The Bangko Sentral ng Pilipinas said total outflows rose to $1.69 billion from $1.66 billion a month earlier, while total inflows increased to $1.37 billion from $1.12 billion.

It said the month-on-month increase in the total foreign portfolio investment outflow was due to “profit-taking and continued concerns on the slowdown of the Chinese economy and its impact on the global market.”

Year-to-date outflow
Cumulative year-to-date transactions yielded a net outflow of $414 million, narrowing from the $854-million net outflow seen in the comparable period last year.

Total outflows of $16.5 billion offset total inflows of $16.08 billion, the BSP reported.

The central bank said about 81 percent of inbound investments flowed into listed stocks on the Philippine Stock Exchange such as holding firms; banks; property companies; food, beverage and tobacco; and telecommunication firms.

The rest of the so-called hot money went into peso government securities (19 percent).
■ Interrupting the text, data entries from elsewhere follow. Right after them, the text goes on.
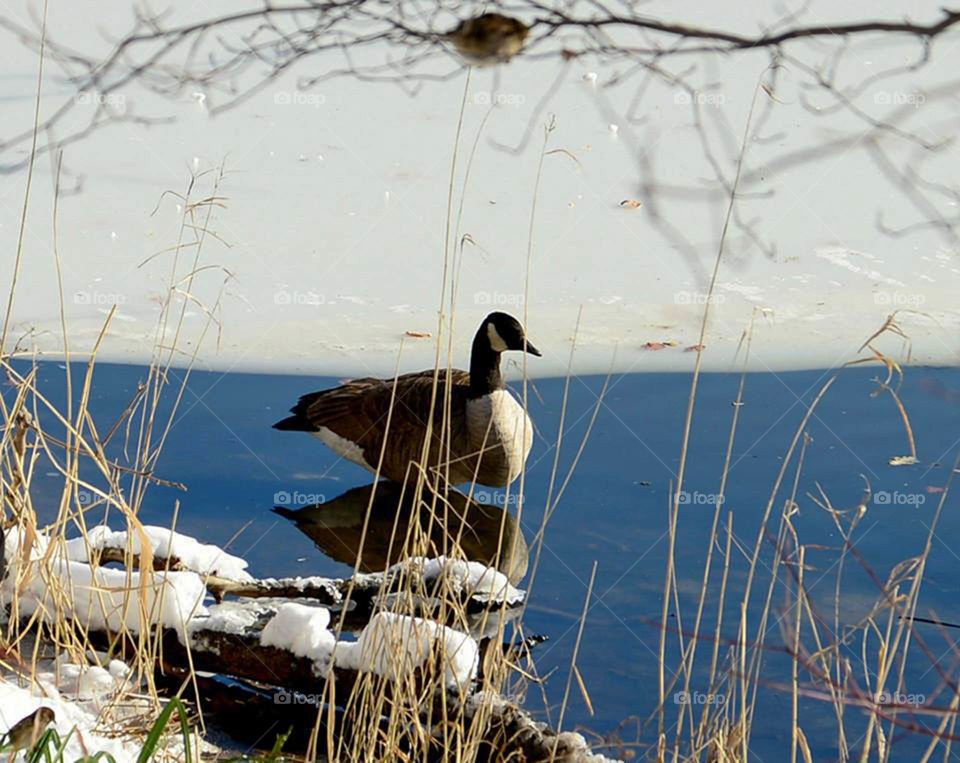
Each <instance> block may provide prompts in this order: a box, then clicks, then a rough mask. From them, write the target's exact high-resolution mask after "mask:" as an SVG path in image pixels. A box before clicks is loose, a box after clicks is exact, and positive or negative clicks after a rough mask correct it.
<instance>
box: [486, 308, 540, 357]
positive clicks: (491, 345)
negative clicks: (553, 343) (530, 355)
mask: <svg viewBox="0 0 960 763" xmlns="http://www.w3.org/2000/svg"><path fill="white" fill-rule="evenodd" d="M477 335H478V337H480V336H484V337H485V338H486V341H487V342H488V343H489V345H490V349H491V350H493V351H494V352H496V353H501V352H506V351H508V350H519V351H520V352H524V351H526V352H529V353H530V354H531V355H536V356H537V357H538V358H539V357H540V356H541V353H540V350H538V349H537V348H536V347H534V346H533V345H532V344H531V343H530V342H528V341H527V335H526V334H525V333H524V331H523V326H521V325H520V321H518V320H517V319H516V318H514V317H513V316H512V315H509V314H508V313H500V312H497V313H490V315H488V316H487V317H486V318H484V320H483V323H482V324H481V325H480V330H479V331H478V332H477Z"/></svg>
The United Kingdom, United States, Singapore, Belgium, and Hong Kong were the top five investor countries for the month with a combined share of 81.5 percent. The US remained the main destination of outflows, receiving 84.1 percent of the total.

Called hot money because of the ease with which these enter and leave the country, the funds are invested in Philippine financial assets and do not necessarily create jobs, unlike foreign direct investments that are put into in assets such as factories and equipment.

The central bank expects portfolio investments to register a net inflow of $1.4 billion this year, reversing a $310.21-million net outflow recorded in 2014.